TUJUH PERKATAAN
TUJUH PERKATAAN [browning]
Perkataan dari Yesus yang disalibkan, sebagaimana dicatat dalam keempat Injil, yaitu perkataan pengampunan, penghiburan, kasih, dan kesedihan (Luk. 23:34, walaupun ada naskah-naskah yang menghilangkannya; Yoh. 19:26-27; Mat. 27:46), tetapi juga ada perkataan yang menyatakan haus, lagi perkataan kemenangan (Yoh. 19:29, 30) dan suatu kutipan dari Mzm. 31:5: menyerahkan nyawa-Nya kepada Allah (Luk. 23:46).
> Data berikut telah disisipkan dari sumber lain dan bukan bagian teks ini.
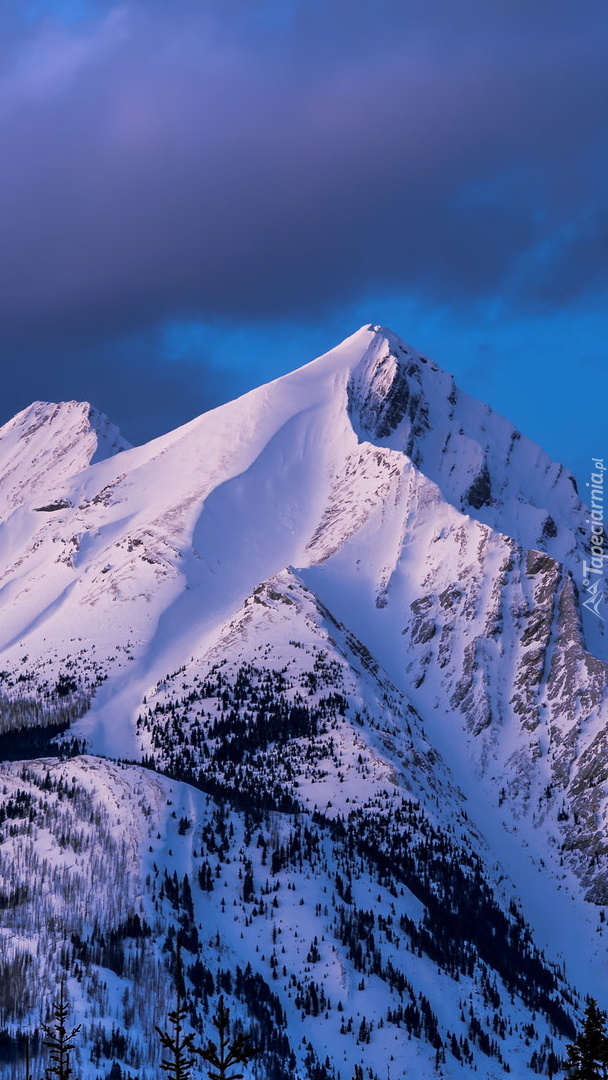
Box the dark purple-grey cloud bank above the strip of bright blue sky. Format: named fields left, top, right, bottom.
left=0, top=0, right=608, bottom=436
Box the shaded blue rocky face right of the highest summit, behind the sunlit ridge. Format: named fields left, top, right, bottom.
left=329, top=324, right=582, bottom=562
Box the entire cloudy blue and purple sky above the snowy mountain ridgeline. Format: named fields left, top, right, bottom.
left=0, top=0, right=608, bottom=484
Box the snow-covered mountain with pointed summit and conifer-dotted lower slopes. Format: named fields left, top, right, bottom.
left=0, top=327, right=608, bottom=1080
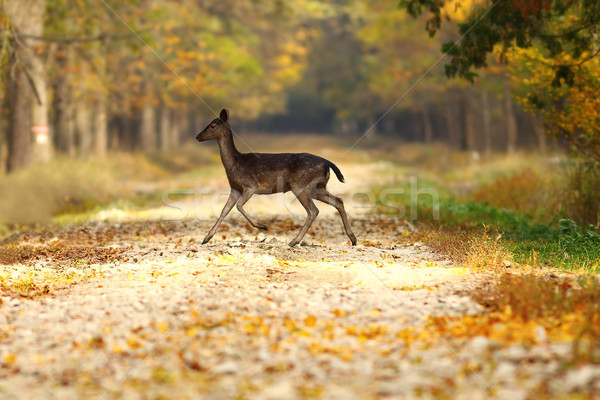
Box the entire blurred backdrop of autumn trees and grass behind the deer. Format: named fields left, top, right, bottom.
left=0, top=0, right=600, bottom=241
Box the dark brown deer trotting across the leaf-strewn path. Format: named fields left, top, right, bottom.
left=196, top=109, right=356, bottom=247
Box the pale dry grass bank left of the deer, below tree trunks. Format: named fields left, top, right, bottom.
left=0, top=146, right=216, bottom=227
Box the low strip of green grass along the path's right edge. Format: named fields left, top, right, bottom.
left=379, top=188, right=600, bottom=272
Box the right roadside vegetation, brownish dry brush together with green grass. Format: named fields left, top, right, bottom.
left=370, top=143, right=600, bottom=272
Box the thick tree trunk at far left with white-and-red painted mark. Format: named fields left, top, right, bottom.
left=4, top=0, right=52, bottom=172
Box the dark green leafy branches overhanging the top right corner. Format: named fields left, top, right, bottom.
left=400, top=0, right=600, bottom=84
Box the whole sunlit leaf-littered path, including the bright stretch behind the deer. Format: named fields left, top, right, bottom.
left=0, top=145, right=600, bottom=400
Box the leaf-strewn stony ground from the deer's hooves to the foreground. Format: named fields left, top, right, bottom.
left=0, top=208, right=600, bottom=400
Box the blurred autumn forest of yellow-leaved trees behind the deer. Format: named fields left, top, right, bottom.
left=0, top=0, right=598, bottom=168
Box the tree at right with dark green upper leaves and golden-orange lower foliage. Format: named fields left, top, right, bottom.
left=400, top=0, right=600, bottom=159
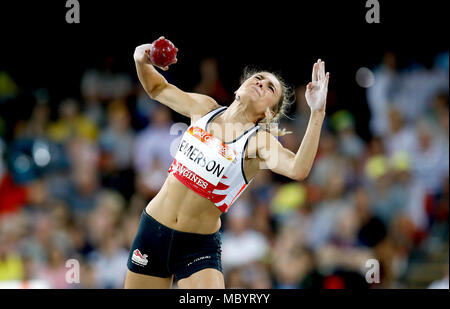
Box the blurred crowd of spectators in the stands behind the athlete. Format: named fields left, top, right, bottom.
left=0, top=52, right=449, bottom=289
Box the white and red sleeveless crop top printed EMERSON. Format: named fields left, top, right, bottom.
left=169, top=107, right=259, bottom=212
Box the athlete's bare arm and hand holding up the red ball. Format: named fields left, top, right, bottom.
left=133, top=44, right=219, bottom=118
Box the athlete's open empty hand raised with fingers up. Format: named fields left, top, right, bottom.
left=305, top=59, right=330, bottom=111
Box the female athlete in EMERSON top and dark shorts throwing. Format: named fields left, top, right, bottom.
left=125, top=37, right=329, bottom=289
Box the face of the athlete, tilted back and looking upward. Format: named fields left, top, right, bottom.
left=236, top=72, right=282, bottom=119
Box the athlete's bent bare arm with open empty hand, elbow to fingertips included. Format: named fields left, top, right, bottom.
left=257, top=59, right=329, bottom=180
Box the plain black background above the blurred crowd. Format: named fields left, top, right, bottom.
left=0, top=0, right=448, bottom=139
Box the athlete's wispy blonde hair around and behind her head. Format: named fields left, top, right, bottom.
left=240, top=66, right=295, bottom=135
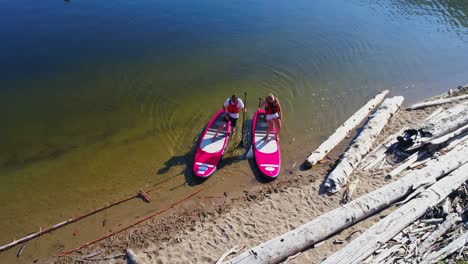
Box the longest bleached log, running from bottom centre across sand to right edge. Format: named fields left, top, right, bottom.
left=226, top=142, right=468, bottom=264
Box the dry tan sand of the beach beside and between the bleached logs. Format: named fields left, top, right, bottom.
left=49, top=89, right=466, bottom=263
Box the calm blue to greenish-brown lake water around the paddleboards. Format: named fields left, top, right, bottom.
left=0, top=0, right=468, bottom=258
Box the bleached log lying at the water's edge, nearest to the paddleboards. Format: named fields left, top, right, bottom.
left=304, top=90, right=388, bottom=167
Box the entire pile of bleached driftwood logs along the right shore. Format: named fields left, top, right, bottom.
left=221, top=86, right=468, bottom=264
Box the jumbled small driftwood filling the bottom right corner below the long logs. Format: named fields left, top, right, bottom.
left=364, top=183, right=468, bottom=263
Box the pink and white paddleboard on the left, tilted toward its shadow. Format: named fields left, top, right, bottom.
left=193, top=109, right=231, bottom=178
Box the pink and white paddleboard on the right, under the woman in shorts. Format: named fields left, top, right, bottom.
left=252, top=110, right=281, bottom=178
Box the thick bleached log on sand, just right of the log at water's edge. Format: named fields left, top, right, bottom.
left=324, top=96, right=404, bottom=193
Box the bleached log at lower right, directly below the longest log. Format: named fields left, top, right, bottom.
left=322, top=163, right=468, bottom=264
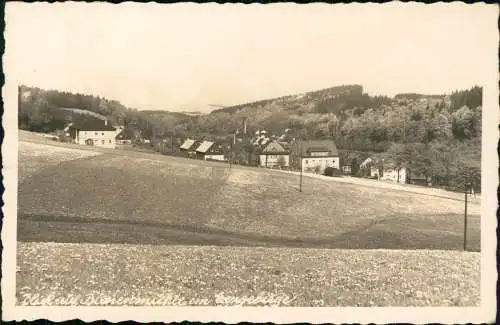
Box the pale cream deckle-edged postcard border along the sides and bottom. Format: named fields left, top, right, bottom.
left=1, top=3, right=499, bottom=324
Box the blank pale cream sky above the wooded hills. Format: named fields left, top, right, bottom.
left=4, top=2, right=498, bottom=111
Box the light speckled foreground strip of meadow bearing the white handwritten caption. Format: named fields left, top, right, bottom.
left=16, top=243, right=480, bottom=307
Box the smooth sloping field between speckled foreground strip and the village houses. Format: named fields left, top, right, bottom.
left=18, top=137, right=480, bottom=251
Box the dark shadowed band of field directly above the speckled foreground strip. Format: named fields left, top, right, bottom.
left=18, top=214, right=480, bottom=251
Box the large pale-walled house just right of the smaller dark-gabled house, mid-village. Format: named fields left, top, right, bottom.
left=291, top=140, right=340, bottom=174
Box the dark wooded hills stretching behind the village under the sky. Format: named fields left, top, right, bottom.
left=19, top=85, right=482, bottom=192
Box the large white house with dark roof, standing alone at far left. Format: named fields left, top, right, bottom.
left=66, top=119, right=116, bottom=149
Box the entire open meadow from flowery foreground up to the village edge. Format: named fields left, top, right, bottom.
left=17, top=131, right=480, bottom=306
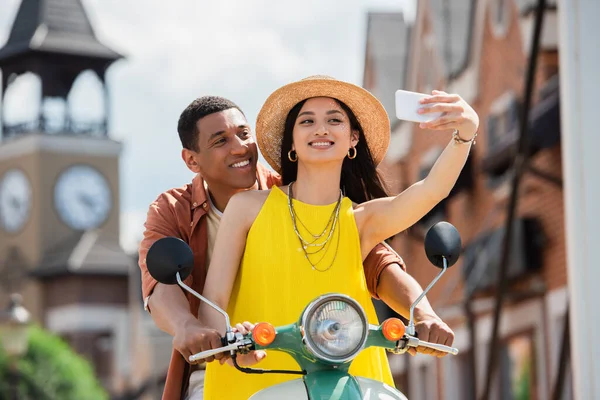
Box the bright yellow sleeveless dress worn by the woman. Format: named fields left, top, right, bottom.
left=204, top=186, right=394, bottom=400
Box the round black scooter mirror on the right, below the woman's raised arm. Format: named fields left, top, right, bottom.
left=425, top=221, right=462, bottom=268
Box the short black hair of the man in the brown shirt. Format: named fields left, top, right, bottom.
left=177, top=96, right=244, bottom=151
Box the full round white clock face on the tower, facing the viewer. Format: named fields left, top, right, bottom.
left=54, top=165, right=112, bottom=230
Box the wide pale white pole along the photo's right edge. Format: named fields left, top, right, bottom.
left=558, top=0, right=600, bottom=400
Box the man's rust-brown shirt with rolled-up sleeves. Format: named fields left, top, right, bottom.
left=139, top=164, right=405, bottom=400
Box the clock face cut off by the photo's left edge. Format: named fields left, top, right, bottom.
left=0, top=169, right=31, bottom=233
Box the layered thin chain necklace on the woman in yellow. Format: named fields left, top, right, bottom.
left=288, top=182, right=343, bottom=272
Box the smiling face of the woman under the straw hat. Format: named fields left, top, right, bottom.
left=292, top=97, right=358, bottom=167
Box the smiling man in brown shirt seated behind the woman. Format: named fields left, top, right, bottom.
left=139, top=96, right=454, bottom=400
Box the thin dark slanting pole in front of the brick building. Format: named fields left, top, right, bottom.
left=481, top=0, right=546, bottom=400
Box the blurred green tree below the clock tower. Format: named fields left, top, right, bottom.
left=0, top=326, right=108, bottom=400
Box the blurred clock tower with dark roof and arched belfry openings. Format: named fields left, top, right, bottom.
left=0, top=0, right=131, bottom=392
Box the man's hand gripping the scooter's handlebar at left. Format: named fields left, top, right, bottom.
left=173, top=318, right=229, bottom=364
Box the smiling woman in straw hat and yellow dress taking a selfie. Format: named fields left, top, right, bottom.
left=199, top=76, right=479, bottom=399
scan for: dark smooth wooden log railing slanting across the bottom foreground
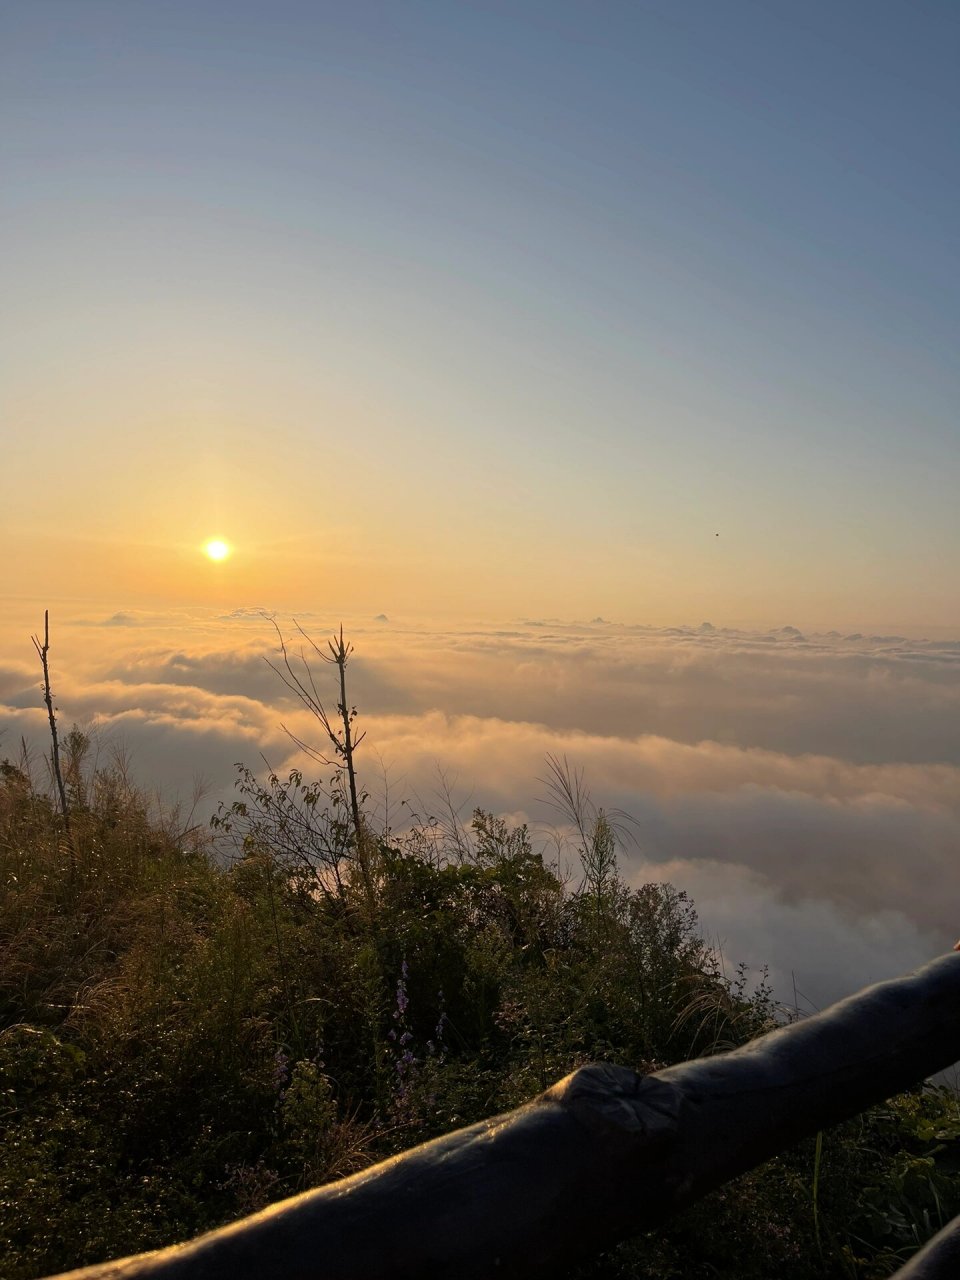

Namun, tujuh perkataan ini tidak dapat dipandang sebagai suatu rangkaian ucapan historis. Perkataan ini memperlihatkan interpretasi teologis dari masing-masing penulis Injil. Kata-kata itu merupakan penjelasan alternatif dari kejadiannya: teriakan kehancuran hati menyatakan suatu pengertian dari ditinggalkan Allah sama sekali (Mrk. 15:34), tetapi diubah oleh Lukas, yang mengganti teror dalam cerita Markus dengan catatan ketenangan hati yang dikuatkan, karena itu adalah kutipan dari Mzm. 31:5 (lih. Luk. 23:46). Pengertian ketujuh perkataan pada salib itu menjadi ketetapan umum setelah orang-orang Yesuit Gereja Katolik menetapkan suatu kebaktian Jumat Agung untuk orang banyak yang didasarkan atas ketujuh perkataan itu, menyusul bencana gempa bumi di Lima tahun 1687, yang kemudian diadakan secara teratur sampai abad ke-20.